If you are a potential investor or want to diversify your investments, but aren't sure if you should, you have stumbled across the right article. The general mindset for investing in a non-government platform screams, RISK. A lot of investors try to time the market, invest only when the market is high, try to find the auspicious 'mahurat' to invest, and so on. But do all these things matter? In this blog, we will demystify 7 investment myths that concern every potential investor.

8 Investment Myths Demystified

And without further adieu, let's begin.

Myth #1: I am too old to start investing!

If you are in the "I never took a chance when I was younger, I don't want to take a chance anymore" category, then that's probably not the right way to go about things. Yes, it is advisable that you start investing towards the beginning of your career, and the earlier, the better. But that doesn't mean you can't begin your investment career late. You just have to be tactful about which investment platform you're choosing and where you are investing. Today, there are various non-typical investment options that are safer than the stock market and give you comparatively steady returns.

Myth #2: The Stock Market Is the Only Way to Make Money

This is a very common perception among potential investors, but where we do agree that the stock market can give you significant returns when the market is on a high, it is a volatile option and this may not be the way to go if you for example, start investing a few years before your retirement. Also, there is a lot of research that goes into selecting a stock and you will have to garner sound knowledge before you start the process. Luckily, today, there are so many investment options through which one can earn substantial returns. Some avenues like leasing are slowly taking precedence in the Indian market.

Myth #3: Investing Is an Expensive Affair

This myth probably stems from the fact that some people hire professional financial planners to look over their investment portfolio. But it's not necessary that you must too. Let's put this straight, investing is not rocket science! If you garner basic knowledge about the platform and instrument you are investing in, you do not have to hire a third party to look over your portfolio. Sometimes the platform that you invest with can give you free investment advice as well.

Myth #4: I'm Not Rich

"Investing is a rich man's game". The above is one of the most common assumptions. If you look at history, some of the most successful investors like, Rakesh Jhunjhunwala and George Soros, were not born with a silver spoon. Its imperative to remember that your portfolio grows with every penny. You can start investing with a small capital and grow your financial portfolio from there. The power of compounding helps in this regard. All you need to do is, be smart and grab the right opportunities.

Myth #5: Go Safe, or Go Home

If you still feel that only government-backed instruments are the way to go, then there's a lot for you to read up on! Today, there is a plethora of investment opportunities that are safe and give you decent returns. Granted that instruments like fixed deposits and recurring deposits are extremely low risk, but what about your returns? The current FD rate is 6-7% per annum. However, there are instruments through which you can receive a return of 15% (post-tax) and which are relatively safe as well.

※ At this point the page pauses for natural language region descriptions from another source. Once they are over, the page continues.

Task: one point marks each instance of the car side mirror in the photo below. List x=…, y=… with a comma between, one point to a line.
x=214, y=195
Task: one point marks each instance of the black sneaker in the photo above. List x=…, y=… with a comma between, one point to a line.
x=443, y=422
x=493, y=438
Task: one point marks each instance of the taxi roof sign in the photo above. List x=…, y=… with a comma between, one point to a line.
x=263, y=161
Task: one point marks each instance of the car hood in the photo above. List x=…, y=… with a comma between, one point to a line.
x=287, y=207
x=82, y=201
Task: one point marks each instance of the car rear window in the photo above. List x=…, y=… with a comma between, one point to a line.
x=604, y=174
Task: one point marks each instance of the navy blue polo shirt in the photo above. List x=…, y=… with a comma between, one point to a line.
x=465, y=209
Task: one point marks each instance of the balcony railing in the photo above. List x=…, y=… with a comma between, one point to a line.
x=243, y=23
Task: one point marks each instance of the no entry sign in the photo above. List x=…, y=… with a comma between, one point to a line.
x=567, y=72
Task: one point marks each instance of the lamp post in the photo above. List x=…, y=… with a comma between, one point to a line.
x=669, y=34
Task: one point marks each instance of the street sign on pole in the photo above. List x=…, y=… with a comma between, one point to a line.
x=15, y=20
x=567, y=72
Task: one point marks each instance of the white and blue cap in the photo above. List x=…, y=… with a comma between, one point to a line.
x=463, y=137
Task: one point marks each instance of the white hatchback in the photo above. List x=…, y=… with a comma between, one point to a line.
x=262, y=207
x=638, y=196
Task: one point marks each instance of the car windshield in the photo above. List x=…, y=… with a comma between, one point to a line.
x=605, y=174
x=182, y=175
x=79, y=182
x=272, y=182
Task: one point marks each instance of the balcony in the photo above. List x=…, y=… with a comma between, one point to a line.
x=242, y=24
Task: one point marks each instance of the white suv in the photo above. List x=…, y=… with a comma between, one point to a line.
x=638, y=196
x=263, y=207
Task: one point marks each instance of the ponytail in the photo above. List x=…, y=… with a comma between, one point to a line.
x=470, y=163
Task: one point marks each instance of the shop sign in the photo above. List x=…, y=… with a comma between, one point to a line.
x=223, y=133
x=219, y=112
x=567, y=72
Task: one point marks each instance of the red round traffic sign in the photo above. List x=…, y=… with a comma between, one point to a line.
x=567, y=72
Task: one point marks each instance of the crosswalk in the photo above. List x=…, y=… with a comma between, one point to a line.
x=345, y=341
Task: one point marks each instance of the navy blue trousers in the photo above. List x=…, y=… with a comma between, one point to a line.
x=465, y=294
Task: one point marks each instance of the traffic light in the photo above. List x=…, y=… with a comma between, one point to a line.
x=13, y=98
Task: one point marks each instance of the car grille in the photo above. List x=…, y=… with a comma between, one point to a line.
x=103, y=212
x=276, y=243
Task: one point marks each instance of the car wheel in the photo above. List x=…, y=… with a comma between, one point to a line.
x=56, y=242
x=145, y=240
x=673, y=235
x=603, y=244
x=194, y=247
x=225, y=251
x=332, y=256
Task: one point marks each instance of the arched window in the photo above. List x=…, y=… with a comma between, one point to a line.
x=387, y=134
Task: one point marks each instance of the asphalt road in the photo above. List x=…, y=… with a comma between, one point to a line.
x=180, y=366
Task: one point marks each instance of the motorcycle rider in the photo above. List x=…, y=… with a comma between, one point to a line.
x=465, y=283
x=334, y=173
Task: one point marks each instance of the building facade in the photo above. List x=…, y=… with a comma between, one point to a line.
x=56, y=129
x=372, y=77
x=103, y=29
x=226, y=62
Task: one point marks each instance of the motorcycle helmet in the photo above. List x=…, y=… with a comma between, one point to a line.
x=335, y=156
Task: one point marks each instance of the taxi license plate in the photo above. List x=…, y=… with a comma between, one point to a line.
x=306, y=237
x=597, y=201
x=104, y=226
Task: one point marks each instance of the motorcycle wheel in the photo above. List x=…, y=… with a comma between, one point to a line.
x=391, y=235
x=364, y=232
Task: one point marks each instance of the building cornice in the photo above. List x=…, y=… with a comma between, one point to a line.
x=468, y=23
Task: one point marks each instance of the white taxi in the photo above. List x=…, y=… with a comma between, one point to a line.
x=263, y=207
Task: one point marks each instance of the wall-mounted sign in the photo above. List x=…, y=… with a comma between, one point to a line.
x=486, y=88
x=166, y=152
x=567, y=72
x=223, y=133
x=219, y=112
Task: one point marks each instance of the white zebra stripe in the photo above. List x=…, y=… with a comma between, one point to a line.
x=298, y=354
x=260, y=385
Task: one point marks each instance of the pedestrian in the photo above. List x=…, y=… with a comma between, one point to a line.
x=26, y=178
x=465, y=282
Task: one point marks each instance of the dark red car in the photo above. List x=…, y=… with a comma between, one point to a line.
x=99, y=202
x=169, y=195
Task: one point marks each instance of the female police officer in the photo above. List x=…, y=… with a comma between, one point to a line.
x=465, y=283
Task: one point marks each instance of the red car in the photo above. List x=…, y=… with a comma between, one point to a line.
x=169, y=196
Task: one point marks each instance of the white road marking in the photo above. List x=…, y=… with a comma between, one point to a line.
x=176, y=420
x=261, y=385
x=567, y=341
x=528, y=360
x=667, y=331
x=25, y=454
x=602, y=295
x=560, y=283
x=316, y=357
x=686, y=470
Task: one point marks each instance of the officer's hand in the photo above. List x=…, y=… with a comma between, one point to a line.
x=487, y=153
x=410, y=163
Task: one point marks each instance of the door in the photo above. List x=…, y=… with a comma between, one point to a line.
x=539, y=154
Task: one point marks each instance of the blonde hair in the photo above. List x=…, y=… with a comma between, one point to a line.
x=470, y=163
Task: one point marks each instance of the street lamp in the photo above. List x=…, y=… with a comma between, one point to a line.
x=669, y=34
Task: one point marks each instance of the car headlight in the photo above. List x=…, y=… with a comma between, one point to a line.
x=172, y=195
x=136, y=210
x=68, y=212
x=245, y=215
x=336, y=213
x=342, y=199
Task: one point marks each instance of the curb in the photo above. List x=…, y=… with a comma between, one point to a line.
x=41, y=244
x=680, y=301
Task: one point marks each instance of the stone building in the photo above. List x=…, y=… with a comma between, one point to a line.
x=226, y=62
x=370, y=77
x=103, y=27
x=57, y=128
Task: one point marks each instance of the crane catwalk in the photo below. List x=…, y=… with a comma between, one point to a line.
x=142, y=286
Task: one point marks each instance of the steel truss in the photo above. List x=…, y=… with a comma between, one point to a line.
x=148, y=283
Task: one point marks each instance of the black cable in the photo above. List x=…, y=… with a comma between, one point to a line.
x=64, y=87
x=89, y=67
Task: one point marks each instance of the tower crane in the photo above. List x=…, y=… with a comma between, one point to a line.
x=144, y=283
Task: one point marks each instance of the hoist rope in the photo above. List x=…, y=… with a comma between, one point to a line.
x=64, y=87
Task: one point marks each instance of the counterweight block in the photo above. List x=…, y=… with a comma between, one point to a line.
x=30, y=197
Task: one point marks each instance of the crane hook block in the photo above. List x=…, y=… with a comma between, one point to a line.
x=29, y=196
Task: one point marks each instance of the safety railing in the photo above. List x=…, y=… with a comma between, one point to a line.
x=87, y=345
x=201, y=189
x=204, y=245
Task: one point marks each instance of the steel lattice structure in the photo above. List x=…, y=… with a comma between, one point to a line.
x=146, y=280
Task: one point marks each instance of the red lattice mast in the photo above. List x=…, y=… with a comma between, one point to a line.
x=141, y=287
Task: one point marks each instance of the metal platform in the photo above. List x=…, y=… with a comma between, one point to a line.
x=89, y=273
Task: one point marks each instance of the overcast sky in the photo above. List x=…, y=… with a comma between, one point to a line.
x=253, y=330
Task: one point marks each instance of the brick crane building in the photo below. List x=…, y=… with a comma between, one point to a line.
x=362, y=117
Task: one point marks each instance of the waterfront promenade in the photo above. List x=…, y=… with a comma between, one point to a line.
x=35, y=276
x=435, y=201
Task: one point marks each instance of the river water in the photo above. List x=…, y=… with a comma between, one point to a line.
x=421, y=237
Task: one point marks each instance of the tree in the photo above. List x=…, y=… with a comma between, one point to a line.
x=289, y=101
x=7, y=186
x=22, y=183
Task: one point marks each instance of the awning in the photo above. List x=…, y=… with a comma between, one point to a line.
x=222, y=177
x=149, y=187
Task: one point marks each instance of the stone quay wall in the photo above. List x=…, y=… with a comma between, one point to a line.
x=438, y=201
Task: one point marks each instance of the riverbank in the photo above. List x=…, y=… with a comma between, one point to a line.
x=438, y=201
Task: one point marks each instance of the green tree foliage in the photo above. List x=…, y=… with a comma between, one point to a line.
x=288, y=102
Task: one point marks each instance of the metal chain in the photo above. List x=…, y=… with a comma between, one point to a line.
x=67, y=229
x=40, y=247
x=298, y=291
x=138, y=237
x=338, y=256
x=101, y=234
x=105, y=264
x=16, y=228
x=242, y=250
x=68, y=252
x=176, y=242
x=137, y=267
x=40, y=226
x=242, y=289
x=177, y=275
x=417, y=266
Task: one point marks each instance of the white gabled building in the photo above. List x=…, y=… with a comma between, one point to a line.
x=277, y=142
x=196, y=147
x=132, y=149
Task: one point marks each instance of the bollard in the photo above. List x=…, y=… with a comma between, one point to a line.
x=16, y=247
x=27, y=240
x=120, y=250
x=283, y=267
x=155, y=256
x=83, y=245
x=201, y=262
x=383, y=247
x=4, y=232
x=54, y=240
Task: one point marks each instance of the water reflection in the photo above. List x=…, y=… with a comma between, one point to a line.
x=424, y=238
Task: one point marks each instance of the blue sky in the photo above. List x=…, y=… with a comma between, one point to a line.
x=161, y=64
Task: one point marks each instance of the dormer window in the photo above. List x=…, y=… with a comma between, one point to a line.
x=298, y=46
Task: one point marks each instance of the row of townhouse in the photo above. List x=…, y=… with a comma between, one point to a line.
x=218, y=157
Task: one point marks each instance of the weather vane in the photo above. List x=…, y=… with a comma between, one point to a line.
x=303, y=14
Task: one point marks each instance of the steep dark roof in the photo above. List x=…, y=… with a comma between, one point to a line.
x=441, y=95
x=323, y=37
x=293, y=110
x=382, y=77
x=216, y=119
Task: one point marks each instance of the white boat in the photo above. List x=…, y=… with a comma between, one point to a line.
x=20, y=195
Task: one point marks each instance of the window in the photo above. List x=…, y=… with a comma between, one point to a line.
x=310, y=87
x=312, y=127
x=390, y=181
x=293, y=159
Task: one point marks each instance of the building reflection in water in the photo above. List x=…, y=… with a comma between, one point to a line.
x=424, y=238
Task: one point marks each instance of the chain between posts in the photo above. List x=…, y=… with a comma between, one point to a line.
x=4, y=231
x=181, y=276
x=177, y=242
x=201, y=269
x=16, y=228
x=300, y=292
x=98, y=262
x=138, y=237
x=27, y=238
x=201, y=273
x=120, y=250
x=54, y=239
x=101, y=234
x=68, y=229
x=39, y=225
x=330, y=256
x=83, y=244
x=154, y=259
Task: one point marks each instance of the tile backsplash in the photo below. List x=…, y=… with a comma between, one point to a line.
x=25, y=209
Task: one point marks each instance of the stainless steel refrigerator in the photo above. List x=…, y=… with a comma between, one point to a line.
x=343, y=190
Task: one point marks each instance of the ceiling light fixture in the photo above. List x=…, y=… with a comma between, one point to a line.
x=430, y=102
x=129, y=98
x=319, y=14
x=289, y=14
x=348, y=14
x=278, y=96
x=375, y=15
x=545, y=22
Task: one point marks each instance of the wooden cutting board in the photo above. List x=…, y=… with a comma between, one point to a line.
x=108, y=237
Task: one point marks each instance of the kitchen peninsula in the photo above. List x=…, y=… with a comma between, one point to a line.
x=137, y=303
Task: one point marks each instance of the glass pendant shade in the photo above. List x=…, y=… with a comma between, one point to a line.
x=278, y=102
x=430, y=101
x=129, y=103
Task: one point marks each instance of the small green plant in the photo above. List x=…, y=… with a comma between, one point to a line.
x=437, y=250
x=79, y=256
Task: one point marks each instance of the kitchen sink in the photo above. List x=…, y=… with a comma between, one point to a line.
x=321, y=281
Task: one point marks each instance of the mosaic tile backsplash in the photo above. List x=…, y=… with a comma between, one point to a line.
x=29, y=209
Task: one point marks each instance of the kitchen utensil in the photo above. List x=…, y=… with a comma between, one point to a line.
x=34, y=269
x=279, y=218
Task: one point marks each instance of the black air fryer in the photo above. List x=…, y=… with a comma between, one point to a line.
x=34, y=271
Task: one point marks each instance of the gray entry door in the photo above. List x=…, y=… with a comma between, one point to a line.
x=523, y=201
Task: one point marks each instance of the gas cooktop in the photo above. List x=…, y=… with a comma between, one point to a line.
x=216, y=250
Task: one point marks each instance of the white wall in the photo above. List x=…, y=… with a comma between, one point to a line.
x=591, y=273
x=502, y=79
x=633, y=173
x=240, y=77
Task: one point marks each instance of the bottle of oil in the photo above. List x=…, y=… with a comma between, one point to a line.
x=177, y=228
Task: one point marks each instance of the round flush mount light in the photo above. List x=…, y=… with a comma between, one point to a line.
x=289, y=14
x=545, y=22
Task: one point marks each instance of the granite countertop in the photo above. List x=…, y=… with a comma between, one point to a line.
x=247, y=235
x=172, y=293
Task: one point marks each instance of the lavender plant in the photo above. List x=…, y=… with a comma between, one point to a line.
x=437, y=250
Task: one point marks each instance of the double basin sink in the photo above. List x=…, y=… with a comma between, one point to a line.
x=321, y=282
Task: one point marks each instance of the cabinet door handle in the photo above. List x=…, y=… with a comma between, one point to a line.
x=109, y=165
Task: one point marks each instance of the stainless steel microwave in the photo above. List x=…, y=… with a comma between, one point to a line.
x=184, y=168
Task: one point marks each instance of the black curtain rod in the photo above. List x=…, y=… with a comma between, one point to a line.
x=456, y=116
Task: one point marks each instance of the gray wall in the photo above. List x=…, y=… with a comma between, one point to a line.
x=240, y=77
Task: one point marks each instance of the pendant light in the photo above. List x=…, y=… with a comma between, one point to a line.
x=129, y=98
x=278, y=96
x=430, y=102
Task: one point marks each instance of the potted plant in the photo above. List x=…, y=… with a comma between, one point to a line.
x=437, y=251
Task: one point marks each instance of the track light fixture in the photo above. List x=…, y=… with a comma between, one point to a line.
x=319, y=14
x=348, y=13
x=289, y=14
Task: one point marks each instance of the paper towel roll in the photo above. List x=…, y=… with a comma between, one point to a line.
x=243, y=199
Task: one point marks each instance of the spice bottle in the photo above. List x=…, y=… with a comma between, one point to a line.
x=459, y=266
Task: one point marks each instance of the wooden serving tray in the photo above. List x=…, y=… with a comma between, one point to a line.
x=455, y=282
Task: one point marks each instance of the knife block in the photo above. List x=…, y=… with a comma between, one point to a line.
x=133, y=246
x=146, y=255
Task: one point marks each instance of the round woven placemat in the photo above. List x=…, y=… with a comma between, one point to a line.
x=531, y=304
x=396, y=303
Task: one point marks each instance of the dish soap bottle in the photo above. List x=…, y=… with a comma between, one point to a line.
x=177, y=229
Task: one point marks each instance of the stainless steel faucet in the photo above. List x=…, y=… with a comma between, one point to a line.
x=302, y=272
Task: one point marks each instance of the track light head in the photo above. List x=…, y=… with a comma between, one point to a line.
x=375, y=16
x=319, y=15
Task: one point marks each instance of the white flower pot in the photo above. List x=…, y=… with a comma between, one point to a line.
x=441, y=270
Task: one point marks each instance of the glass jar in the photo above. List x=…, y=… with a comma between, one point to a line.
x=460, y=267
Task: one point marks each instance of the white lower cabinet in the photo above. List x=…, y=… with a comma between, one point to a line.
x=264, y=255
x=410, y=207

Myth #6: I am too Young to Start Financial Planning

Let's get this straight. There is no age to start planning for a secured financial future. You can make your money work at any age and with any amount. Of course, you must be wise about where you're investing. If you are a student, for example, you can invest smaller amounts and in safer instruments. But if you are in your early 20s and working, there is no harm in testing the sea and investing in slightly riskier avenues.

Myth #7: Timing Is (NOT) Everything

If you speak to seasoned investors, they will tell you that you should never try to time the market. Most people believe that if they invest when the market is down, they will lose their money. That's the wrong notion, when you choose to diversify your portfolio, market volatility is not something you need to give prime importance to. The economy is structured with its highs and lows and that is inevitable.

Myth #8: Either Invest to Save Tax or Don't Invest at All

If an instrument gives you an opportunity to save tax, it is definitely a benefit. But that is not the only or most important reason to start investing. Smart investing could be like a second income to you if you do it right. And yes, the government does provide various tax benefits when you invest via government or non-government instruments, to encourage people to invest. Like Section 80 C of the Income Tax act for ELSS mutual funds and tax saver fixed deposits and tax deductions for leasing. Happy Leasing!